Victoire majeure pour les personnes trans et non binaires
La Cour supérieure du Québec a invalidé jeudi plusieurs articles du Code civil du Québec jugés discriminatoires envers les personnes trans ou non binaires. Elle donne au gouvernement jusqu’au 31 décembre 2021 pour corriger le tir.
Dans une décision très attendue (voilà sept ans que le dossier chemine), le juge Gregory Moore a donné aux plaignants — notamment le Centre de lutte contre l’oppression des genres — une victoire quasi complète. Il fait faire au droit québécois quelques pas de plus par rapport à la Loi visant à renforcer la lutte contre la transphobie et à améliorer notamment la situation des mineurs transgenres, qui a été adoptée en juin 2016.
Le jugement facilitera notamment le processus par lequel les personnes trans (celles dont l’identité de genre diffère du sexe assigné à la naissance) peuvent changer leur identité dans les documents de l’état civil. De même, il fera en sorte que les personnes non binaires (qui ne s’identifient ni comme homme ni comme femme) deviennent « visibles » aux yeux de l’état civil.
Entre autres, la décision impose que les certificats délivrés par la Direction de l’état civil devront offrir d’autres options que « homme » ou « femme » pour désigner l’identité de genre — ce sera au législateur de préciser.
Selon le juge, les plaignants « ont fait la preuve qu’un [registre d’état civil] qui ne reconnaît pas l’identité des personnes transgenres ou non binaires, ou qui limite leur capacité à désigner correctement leur sexe ou leur identité dans leurs [papiers officiels], les prive de la dignité et de l’égalité auxquelles elles ont droit », écrit-il.
« L’incapacité à prouver leur vraie identité les place dans une situation de vulnérabilité qui, trop souvent, mène à des suicides », remarque-t-il.
Le Centre de lutte contre l’oppression des genres s’est réjoui d’une décision qualifiée d’historique. « C’est une victoire importante pour les droits des personnes trans non citoyennes, des parents trans, des jeunes trans et des personnes non binaires », estime-t-on. À Québec, le cabinet du ministre de la Justice a indiqué qu’il « prend connaissance du jugement et procédera à son analyse ».
« Droit à l’égalité »
Concrètement, la décision invalide cinq articles du Code, mais elle suspend l’application d’invalidité jusqu’à la fin de l’année. Cela donnera au législateur le temps de trouver des solutions pour répondre aux conclusions de la Cour.
Le juge Moore estime que trois articles du Code civil (111, 115 et 116) qui imposent à un parent non binaire d’être identifié comme « mère » ou « père » d’un enfant — plutôt que comme « parent » — « violent la dignité et le droit à l’égalité » de cette personne.
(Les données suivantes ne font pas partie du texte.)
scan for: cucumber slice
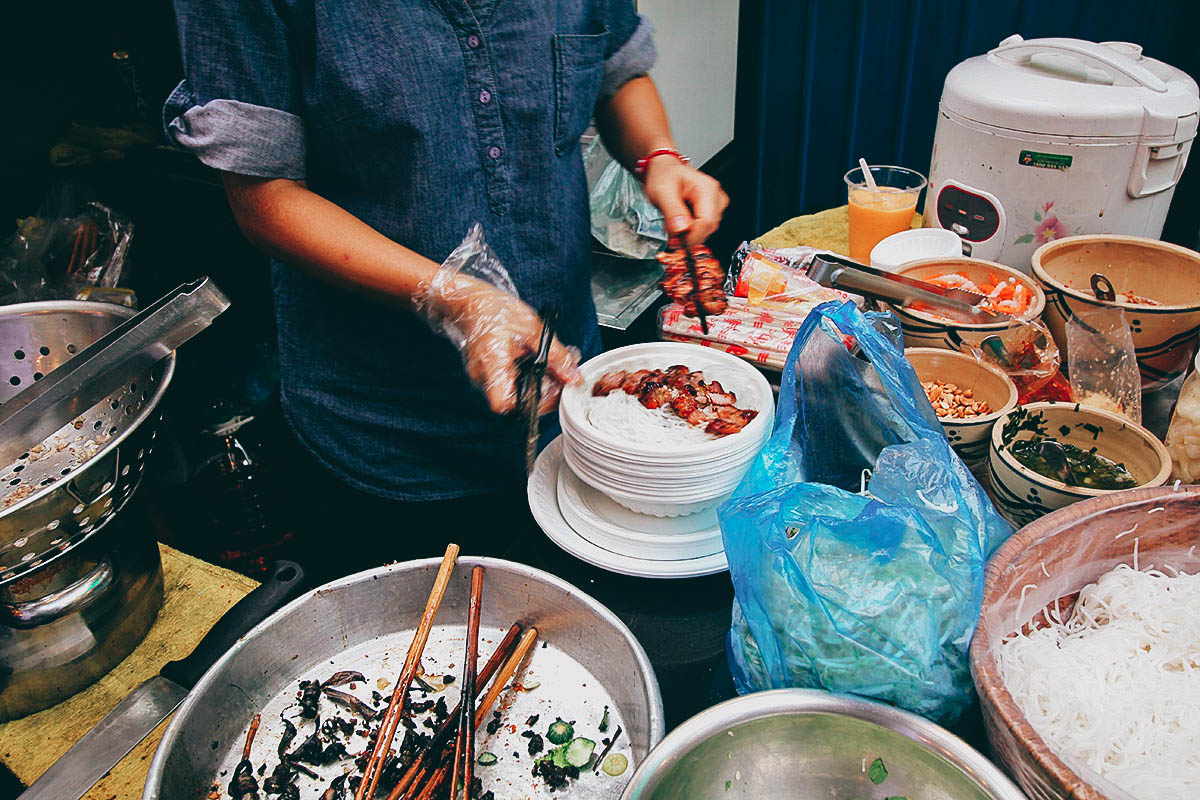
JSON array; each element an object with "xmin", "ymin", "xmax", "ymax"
[
  {"xmin": 602, "ymin": 753, "xmax": 629, "ymax": 776},
  {"xmin": 546, "ymin": 718, "xmax": 574, "ymax": 745},
  {"xmin": 477, "ymin": 752, "xmax": 498, "ymax": 766},
  {"xmin": 564, "ymin": 737, "xmax": 596, "ymax": 768}
]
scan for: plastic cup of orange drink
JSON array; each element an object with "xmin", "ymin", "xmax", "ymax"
[{"xmin": 844, "ymin": 165, "xmax": 926, "ymax": 263}]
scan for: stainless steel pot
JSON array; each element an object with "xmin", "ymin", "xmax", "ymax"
[
  {"xmin": 0, "ymin": 301, "xmax": 174, "ymax": 719},
  {"xmin": 620, "ymin": 690, "xmax": 1027, "ymax": 800},
  {"xmin": 144, "ymin": 557, "xmax": 665, "ymax": 799}
]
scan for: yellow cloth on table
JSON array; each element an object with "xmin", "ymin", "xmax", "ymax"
[
  {"xmin": 0, "ymin": 544, "xmax": 257, "ymax": 799},
  {"xmin": 755, "ymin": 205, "xmax": 924, "ymax": 255}
]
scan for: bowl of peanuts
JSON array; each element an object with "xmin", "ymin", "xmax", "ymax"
[{"xmin": 906, "ymin": 347, "xmax": 1018, "ymax": 468}]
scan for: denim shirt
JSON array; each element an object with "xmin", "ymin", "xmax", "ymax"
[{"xmin": 165, "ymin": 1, "xmax": 655, "ymax": 500}]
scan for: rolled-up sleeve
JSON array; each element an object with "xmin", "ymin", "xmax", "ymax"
[
  {"xmin": 600, "ymin": 8, "xmax": 657, "ymax": 99},
  {"xmin": 163, "ymin": 1, "xmax": 307, "ymax": 179}
]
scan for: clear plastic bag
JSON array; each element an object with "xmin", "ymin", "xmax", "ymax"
[
  {"xmin": 0, "ymin": 199, "xmax": 132, "ymax": 304},
  {"xmin": 964, "ymin": 319, "xmax": 1072, "ymax": 404},
  {"xmin": 584, "ymin": 137, "xmax": 666, "ymax": 259},
  {"xmin": 1066, "ymin": 306, "xmax": 1142, "ymax": 424},
  {"xmin": 720, "ymin": 300, "xmax": 1013, "ymax": 724}
]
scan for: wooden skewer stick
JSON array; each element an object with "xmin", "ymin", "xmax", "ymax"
[
  {"xmin": 242, "ymin": 713, "xmax": 262, "ymax": 761},
  {"xmin": 451, "ymin": 567, "xmax": 484, "ymax": 800},
  {"xmin": 384, "ymin": 624, "xmax": 521, "ymax": 800},
  {"xmin": 410, "ymin": 628, "xmax": 540, "ymax": 800},
  {"xmin": 356, "ymin": 543, "xmax": 461, "ymax": 800}
]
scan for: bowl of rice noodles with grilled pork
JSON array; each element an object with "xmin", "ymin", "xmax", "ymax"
[{"xmin": 559, "ymin": 343, "xmax": 773, "ymax": 518}]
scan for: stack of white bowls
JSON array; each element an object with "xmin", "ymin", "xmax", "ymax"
[{"xmin": 558, "ymin": 343, "xmax": 774, "ymax": 518}]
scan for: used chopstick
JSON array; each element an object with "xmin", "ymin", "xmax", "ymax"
[
  {"xmin": 450, "ymin": 567, "xmax": 484, "ymax": 800},
  {"xmin": 356, "ymin": 543, "xmax": 461, "ymax": 800},
  {"xmin": 411, "ymin": 628, "xmax": 540, "ymax": 800},
  {"xmin": 384, "ymin": 624, "xmax": 522, "ymax": 800}
]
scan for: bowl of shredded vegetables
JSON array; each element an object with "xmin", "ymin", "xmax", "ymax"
[
  {"xmin": 971, "ymin": 485, "xmax": 1200, "ymax": 800},
  {"xmin": 889, "ymin": 257, "xmax": 1045, "ymax": 351},
  {"xmin": 986, "ymin": 402, "xmax": 1172, "ymax": 528},
  {"xmin": 1032, "ymin": 234, "xmax": 1200, "ymax": 390}
]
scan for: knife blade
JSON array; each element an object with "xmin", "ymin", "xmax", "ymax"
[{"xmin": 17, "ymin": 560, "xmax": 305, "ymax": 800}]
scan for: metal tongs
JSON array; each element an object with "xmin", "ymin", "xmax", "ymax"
[
  {"xmin": 807, "ymin": 253, "xmax": 1011, "ymax": 324},
  {"xmin": 0, "ymin": 277, "xmax": 230, "ymax": 467},
  {"xmin": 516, "ymin": 304, "xmax": 558, "ymax": 475}
]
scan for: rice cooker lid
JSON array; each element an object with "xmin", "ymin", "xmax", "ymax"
[{"xmin": 941, "ymin": 35, "xmax": 1200, "ymax": 140}]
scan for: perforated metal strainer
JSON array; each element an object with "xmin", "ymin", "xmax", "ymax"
[{"xmin": 0, "ymin": 301, "xmax": 174, "ymax": 584}]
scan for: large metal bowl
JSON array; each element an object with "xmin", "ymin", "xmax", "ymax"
[
  {"xmin": 144, "ymin": 557, "xmax": 665, "ymax": 798},
  {"xmin": 621, "ymin": 690, "xmax": 1026, "ymax": 800}
]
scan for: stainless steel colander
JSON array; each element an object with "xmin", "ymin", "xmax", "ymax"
[{"xmin": 0, "ymin": 301, "xmax": 174, "ymax": 584}]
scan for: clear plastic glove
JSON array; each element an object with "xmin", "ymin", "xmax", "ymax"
[{"xmin": 415, "ymin": 224, "xmax": 582, "ymax": 415}]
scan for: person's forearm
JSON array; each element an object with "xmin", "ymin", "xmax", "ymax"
[
  {"xmin": 221, "ymin": 173, "xmax": 439, "ymax": 302},
  {"xmin": 594, "ymin": 76, "xmax": 676, "ymax": 170}
]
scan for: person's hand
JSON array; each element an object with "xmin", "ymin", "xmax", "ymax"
[
  {"xmin": 640, "ymin": 156, "xmax": 730, "ymax": 248},
  {"xmin": 431, "ymin": 276, "xmax": 582, "ymax": 415}
]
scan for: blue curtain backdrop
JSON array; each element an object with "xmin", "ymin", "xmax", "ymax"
[{"xmin": 734, "ymin": 0, "xmax": 1200, "ymax": 246}]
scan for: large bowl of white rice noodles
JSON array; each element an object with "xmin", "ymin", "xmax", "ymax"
[
  {"xmin": 970, "ymin": 485, "xmax": 1200, "ymax": 800},
  {"xmin": 558, "ymin": 342, "xmax": 773, "ymax": 517}
]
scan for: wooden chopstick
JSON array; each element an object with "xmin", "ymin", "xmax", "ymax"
[
  {"xmin": 356, "ymin": 543, "xmax": 461, "ymax": 800},
  {"xmin": 384, "ymin": 623, "xmax": 521, "ymax": 800},
  {"xmin": 450, "ymin": 567, "xmax": 484, "ymax": 800},
  {"xmin": 410, "ymin": 628, "xmax": 540, "ymax": 800}
]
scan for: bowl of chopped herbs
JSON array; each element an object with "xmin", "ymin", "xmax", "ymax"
[{"xmin": 987, "ymin": 402, "xmax": 1172, "ymax": 527}]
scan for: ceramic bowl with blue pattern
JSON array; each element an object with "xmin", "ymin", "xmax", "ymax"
[
  {"xmin": 889, "ymin": 257, "xmax": 1045, "ymax": 352},
  {"xmin": 987, "ymin": 402, "xmax": 1172, "ymax": 528},
  {"xmin": 906, "ymin": 347, "xmax": 1017, "ymax": 469},
  {"xmin": 1032, "ymin": 234, "xmax": 1200, "ymax": 391}
]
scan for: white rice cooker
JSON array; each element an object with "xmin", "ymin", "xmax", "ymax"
[{"xmin": 927, "ymin": 35, "xmax": 1199, "ymax": 272}]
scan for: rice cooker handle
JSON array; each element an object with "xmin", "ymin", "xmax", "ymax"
[{"xmin": 995, "ymin": 38, "xmax": 1168, "ymax": 92}]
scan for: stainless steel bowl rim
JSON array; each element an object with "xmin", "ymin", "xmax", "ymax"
[
  {"xmin": 144, "ymin": 555, "xmax": 667, "ymax": 798},
  {"xmin": 620, "ymin": 689, "xmax": 1027, "ymax": 800},
  {"xmin": 0, "ymin": 301, "xmax": 176, "ymax": 522}
]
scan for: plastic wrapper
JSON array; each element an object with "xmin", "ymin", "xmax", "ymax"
[
  {"xmin": 964, "ymin": 320, "xmax": 1072, "ymax": 404},
  {"xmin": 0, "ymin": 201, "xmax": 132, "ymax": 304},
  {"xmin": 720, "ymin": 300, "xmax": 1013, "ymax": 724},
  {"xmin": 973, "ymin": 487, "xmax": 1200, "ymax": 800},
  {"xmin": 660, "ymin": 297, "xmax": 811, "ymax": 371},
  {"xmin": 584, "ymin": 137, "xmax": 666, "ymax": 259},
  {"xmin": 1066, "ymin": 307, "xmax": 1142, "ymax": 424},
  {"xmin": 414, "ymin": 223, "xmax": 579, "ymax": 413}
]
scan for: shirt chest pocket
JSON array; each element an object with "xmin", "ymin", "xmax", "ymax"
[{"xmin": 552, "ymin": 32, "xmax": 608, "ymax": 156}]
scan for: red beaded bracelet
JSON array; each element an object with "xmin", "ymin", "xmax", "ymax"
[{"xmin": 634, "ymin": 147, "xmax": 691, "ymax": 180}]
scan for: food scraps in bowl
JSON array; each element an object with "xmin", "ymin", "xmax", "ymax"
[
  {"xmin": 590, "ymin": 366, "xmax": 758, "ymax": 438},
  {"xmin": 921, "ymin": 380, "xmax": 992, "ymax": 419}
]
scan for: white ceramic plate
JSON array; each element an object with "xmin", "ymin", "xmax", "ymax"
[
  {"xmin": 527, "ymin": 437, "xmax": 729, "ymax": 579},
  {"xmin": 556, "ymin": 464, "xmax": 724, "ymax": 560}
]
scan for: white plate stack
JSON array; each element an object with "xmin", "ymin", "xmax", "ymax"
[{"xmin": 527, "ymin": 343, "xmax": 773, "ymax": 578}]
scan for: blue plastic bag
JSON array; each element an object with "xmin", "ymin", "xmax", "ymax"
[{"xmin": 719, "ymin": 301, "xmax": 1013, "ymax": 725}]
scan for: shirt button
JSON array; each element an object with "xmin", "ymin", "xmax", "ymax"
[
  {"xmin": 467, "ymin": 34, "xmax": 481, "ymax": 48},
  {"xmin": 479, "ymin": 89, "xmax": 492, "ymax": 104},
  {"xmin": 488, "ymin": 146, "xmax": 502, "ymax": 160}
]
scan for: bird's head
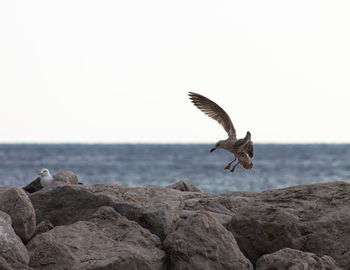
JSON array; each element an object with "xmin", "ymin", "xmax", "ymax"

La décision demande aussi à Québec de modifier l’article 71 du Code pour faire en sorte que tout papier officiel de l’état civil reflète bien l’identité de genre d’une personne — y compris celles non binaires. Dans le même article, le législateur devra aussi retirer l’obligation d’être citoyen canadien si l’on veut changer l’identité de genre mentionné dans les registres de l’État.
Le juge Moore ordonne également que le législateur modifie la section 23 du Règlement relatif au changement de nom et d’autres qualités de l’état civil. À l’heure actuelle, cet article indique que la « demande de changement de la mention du sexe d’un enfant mineur [de 14 à 17 ans] doit être accompagnée d’une lettre d’un médecin, d’un psychologue, d’un psychiatre, d’un sexologue ou d’un travailleur social […], qui déclare avoir évalué ou suivi l’enfant et qui est d’avis que le changement de cette mention est approprié ».